When automating a complex manual process, the first thing I do is write comments describing the sequence, and any parameters needed. Parameters in particular can be enlightening, because when manual processes grow organically, naming consistency becomes a source of suffering - humans can just sort of figure out the right thing to type, computers can't intuit these things and they must be made explicit. It's worse when it can't be explicit without updating the process or creating some sort of data store for mapping.
This is why naming things is one of the two hard problems in computer science.
Printing means you can run the script as-is, and any bits which aren't done automatically are prompted for. Just putting comments describing the steps would be like writing a README except in a more esoteric format and would defeat the primary benefit of the approach outlined in TFA.
It kind of boggles me that a real analysis of the problems with naming conventions in manual process got massively downvoted. But no one ever got rich counting on the analytical sophistication of HN.
I'm not saying the original approach is bad. I'm saying it's not the simplest thing that can possibly work. I'm talking about how to move to automation, not how to reduce errors on the manual process. Both are needed.
When automating a complex manual process, the first thing I do is write comments describing the sequence, and any parameters needed.
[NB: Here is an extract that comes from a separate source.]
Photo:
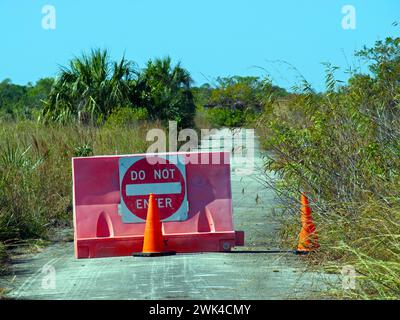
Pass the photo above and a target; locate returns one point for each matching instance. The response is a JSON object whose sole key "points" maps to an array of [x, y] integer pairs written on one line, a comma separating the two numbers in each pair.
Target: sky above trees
{"points": [[211, 38]]}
Parameters in particular can be enlightening, because when manual processes grow organically, naming consistency becomes a source of suffering - humans can just sort of figure out the right thing to type, computers can't intuit these things and they must be made explicit. It's worse when it can't be explicit without updating the process or creating some sort of data store for mapping.
This is why naming things is one of the two hard problems in computer science.